Towards the end of the day, a group of protesters mobilised around prime minister Ranil Wickramasinghe’s private residence in Colombo, demanding that he should also resign. Here, an attack took place as the Sri Lanka Police Special Task Force attacked six local journalists from Sri Lankan TV channel News first. As this footage went viral, more protesters gathered and by nighttime, the prime minister’s private residence was set on fire. At the time, the prime minister and his wife had already been moved to a safer location.

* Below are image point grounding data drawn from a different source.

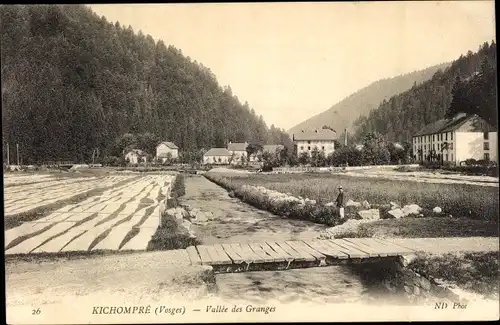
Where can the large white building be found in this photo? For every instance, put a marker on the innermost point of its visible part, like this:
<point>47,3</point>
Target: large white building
<point>322,139</point>
<point>217,156</point>
<point>166,148</point>
<point>456,140</point>
<point>238,152</point>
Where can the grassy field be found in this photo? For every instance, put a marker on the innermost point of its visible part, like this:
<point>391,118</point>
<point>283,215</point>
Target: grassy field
<point>459,200</point>
<point>429,227</point>
<point>171,235</point>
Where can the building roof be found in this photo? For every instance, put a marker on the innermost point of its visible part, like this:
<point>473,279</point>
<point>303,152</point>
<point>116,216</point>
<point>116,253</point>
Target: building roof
<point>446,125</point>
<point>169,144</point>
<point>217,152</point>
<point>136,151</point>
<point>237,146</point>
<point>272,147</point>
<point>321,134</point>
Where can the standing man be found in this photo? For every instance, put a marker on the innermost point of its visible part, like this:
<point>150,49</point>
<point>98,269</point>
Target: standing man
<point>340,202</point>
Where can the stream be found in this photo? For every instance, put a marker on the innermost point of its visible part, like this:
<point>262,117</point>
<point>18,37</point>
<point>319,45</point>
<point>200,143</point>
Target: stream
<point>238,222</point>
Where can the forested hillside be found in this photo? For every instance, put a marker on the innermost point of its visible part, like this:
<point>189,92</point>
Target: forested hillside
<point>73,82</point>
<point>342,115</point>
<point>470,82</point>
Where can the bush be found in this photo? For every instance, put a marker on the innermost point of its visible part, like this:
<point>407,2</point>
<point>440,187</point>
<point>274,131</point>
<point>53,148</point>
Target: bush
<point>454,199</point>
<point>312,212</point>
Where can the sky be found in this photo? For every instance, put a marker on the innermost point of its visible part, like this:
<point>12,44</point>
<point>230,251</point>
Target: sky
<point>291,61</point>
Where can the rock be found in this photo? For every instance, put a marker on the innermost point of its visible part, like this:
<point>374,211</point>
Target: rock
<point>411,209</point>
<point>372,214</point>
<point>365,205</point>
<point>186,224</point>
<point>350,203</point>
<point>407,259</point>
<point>396,213</point>
<point>209,215</point>
<point>394,205</point>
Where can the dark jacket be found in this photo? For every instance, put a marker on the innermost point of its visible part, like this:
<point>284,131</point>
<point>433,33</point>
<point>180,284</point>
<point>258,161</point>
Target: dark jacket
<point>340,200</point>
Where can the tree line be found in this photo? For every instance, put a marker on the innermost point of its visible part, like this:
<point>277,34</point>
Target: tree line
<point>72,82</point>
<point>468,85</point>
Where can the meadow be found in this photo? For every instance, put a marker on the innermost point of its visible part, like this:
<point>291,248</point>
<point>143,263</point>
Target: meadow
<point>467,210</point>
<point>458,200</point>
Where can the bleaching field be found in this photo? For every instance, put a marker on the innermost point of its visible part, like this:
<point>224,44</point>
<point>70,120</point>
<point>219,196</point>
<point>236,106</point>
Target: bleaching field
<point>124,217</point>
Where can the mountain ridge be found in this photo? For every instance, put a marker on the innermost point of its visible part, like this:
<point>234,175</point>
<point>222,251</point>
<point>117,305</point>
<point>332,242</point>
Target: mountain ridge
<point>369,97</point>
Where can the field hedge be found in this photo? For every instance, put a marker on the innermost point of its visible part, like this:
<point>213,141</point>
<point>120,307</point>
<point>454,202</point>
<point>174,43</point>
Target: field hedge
<point>312,212</point>
<point>458,200</point>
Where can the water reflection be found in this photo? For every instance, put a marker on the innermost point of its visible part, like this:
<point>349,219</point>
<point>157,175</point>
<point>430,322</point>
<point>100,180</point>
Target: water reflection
<point>335,284</point>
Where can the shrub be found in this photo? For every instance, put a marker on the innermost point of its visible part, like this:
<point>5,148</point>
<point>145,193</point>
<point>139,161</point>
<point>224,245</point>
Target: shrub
<point>460,200</point>
<point>312,212</point>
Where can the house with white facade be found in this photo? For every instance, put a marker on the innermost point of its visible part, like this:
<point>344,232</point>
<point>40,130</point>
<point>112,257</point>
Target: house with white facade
<point>272,148</point>
<point>238,152</point>
<point>456,140</point>
<point>322,139</point>
<point>165,150</point>
<point>136,156</point>
<point>217,156</point>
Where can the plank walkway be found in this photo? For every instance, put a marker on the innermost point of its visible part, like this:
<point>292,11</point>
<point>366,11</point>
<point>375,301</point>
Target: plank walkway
<point>284,255</point>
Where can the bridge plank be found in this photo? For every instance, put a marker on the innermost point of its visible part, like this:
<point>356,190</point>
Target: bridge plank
<point>323,248</point>
<point>292,252</point>
<point>307,248</point>
<point>399,249</point>
<point>269,251</point>
<point>366,247</point>
<point>368,251</point>
<point>205,257</point>
<point>216,258</point>
<point>261,253</point>
<point>222,254</point>
<point>193,255</point>
<point>244,256</point>
<point>250,255</point>
<point>232,254</point>
<point>304,253</point>
<point>287,257</point>
<point>352,252</point>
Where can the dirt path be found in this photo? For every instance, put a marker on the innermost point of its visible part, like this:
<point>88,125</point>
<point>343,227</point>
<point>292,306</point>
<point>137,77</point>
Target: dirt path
<point>238,222</point>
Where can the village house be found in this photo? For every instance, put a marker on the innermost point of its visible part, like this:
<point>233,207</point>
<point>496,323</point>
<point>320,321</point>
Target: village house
<point>136,156</point>
<point>272,148</point>
<point>322,139</point>
<point>165,150</point>
<point>456,140</point>
<point>217,156</point>
<point>238,152</point>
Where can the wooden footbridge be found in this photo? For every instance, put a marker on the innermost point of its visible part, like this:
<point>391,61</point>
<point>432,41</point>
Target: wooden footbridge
<point>284,255</point>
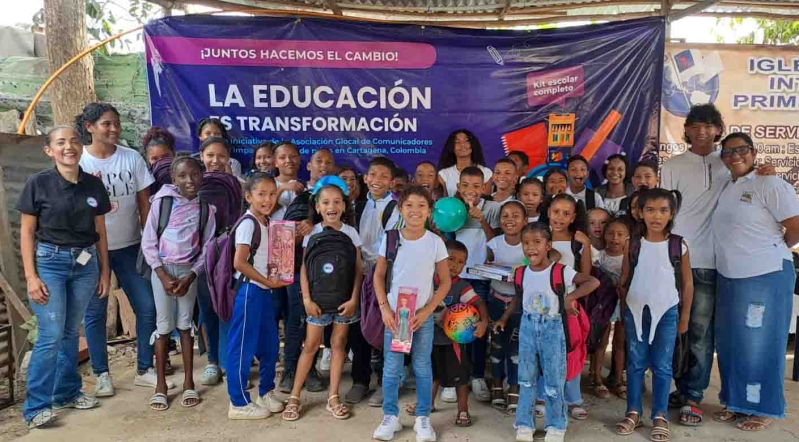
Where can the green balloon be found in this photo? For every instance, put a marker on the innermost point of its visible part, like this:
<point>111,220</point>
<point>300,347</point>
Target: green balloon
<point>450,214</point>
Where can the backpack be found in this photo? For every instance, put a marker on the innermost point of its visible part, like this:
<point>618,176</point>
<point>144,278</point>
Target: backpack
<point>219,267</point>
<point>330,266</point>
<point>223,191</point>
<point>558,285</point>
<point>142,268</point>
<point>371,318</point>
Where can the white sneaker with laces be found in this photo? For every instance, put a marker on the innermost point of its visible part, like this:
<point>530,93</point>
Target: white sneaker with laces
<point>247,412</point>
<point>270,402</point>
<point>480,390</point>
<point>449,395</point>
<point>150,379</point>
<point>104,386</point>
<point>386,430</point>
<point>424,430</point>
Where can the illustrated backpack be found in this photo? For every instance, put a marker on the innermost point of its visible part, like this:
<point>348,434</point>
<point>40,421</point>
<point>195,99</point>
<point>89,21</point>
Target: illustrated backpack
<point>142,268</point>
<point>224,192</point>
<point>680,360</point>
<point>219,267</point>
<point>330,261</point>
<point>371,319</point>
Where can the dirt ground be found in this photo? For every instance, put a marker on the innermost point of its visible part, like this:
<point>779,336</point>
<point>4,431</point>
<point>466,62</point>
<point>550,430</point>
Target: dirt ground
<point>126,417</point>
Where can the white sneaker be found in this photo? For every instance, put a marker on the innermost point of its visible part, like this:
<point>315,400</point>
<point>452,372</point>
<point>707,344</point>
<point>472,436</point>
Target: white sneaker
<point>247,412</point>
<point>525,434</point>
<point>104,387</point>
<point>449,395</point>
<point>150,379</point>
<point>324,362</point>
<point>387,428</point>
<point>424,430</point>
<point>480,390</point>
<point>270,402</point>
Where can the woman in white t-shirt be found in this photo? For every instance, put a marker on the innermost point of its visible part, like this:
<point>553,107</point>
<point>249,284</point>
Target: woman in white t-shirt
<point>127,180</point>
<point>461,150</point>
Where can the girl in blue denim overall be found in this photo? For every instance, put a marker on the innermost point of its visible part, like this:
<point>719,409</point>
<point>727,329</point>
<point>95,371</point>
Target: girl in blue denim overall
<point>542,340</point>
<point>650,303</point>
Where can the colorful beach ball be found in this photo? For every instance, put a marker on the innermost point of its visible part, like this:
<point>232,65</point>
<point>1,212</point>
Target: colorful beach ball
<point>460,322</point>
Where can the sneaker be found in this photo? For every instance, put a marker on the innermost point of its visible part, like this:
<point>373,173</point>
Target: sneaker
<point>82,402</point>
<point>104,387</point>
<point>324,362</point>
<point>286,382</point>
<point>449,395</point>
<point>150,379</point>
<point>376,399</point>
<point>525,434</point>
<point>387,428</point>
<point>247,412</point>
<point>424,430</point>
<point>314,383</point>
<point>270,402</point>
<point>480,390</point>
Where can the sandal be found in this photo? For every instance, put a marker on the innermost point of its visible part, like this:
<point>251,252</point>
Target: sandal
<point>627,426</point>
<point>691,416</point>
<point>292,411</point>
<point>158,402</point>
<point>339,411</point>
<point>754,423</point>
<point>725,416</point>
<point>190,398</point>
<point>463,419</point>
<point>660,433</point>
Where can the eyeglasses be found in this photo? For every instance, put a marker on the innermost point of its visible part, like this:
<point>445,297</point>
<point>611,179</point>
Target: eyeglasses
<point>740,150</point>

The entire country was looking forward to 13 July, when the president’s resignation was officially due. From 9 to 13 July, there was various information about whether the president was even in the country. Instead of receiving the official resignation as a form of a letter or a recording, on July 13, it was announced that President Rajapaksa had appointed the Prime Minister Ranil Wickramasinghe as the acting President. It was also reported that the president left Sri Lanka for the Maldives and had plans to fly to Singapore. Meantime, in Sri Lanka, people again felt that they were betrayed and consequently, they took to the streets demanding his resignation. On July 13, protesters were once again tear gassed. Despite these attacks, protesters somehow managed to step into the Prime Minister’s office and occupy it, stating that they wouldn’t leave until the speaker officially announce the resignation.

After moving several times back and forth, the speaker once again assured the population that president Gotabaya would send his resignation the following day once he landed in Singapore. On 14 July, the speaker received his resignation letter. He officially announced the resignation of president Gotabaya on 15 July, after verifying the signature.

After overthrowing the president after many struggles, Sri Lanka is now in the challenge of a peaceful and constitutional political transition.

After several rounds of discussions and party leaders’ meetings, the speaker has called for a parliamentary election on 20 July, to choose the next president. As it is now, there are three candidates who have announced their candidacy for the election, including the current prime minister and the acting president Ranil Wickramasinghe, Mr Dullus Alahapperuma from the majority party - SLPP and Mr Anura Kumara Dissanayake from NPP.

Looking at the Sri Lankan issues in the broader picture, achieving political stability is the country’s need of the hour. Sri Lanka cannot move forward in resolving its economic concerns or in its negotiations with IMF without achieving political stability within the country.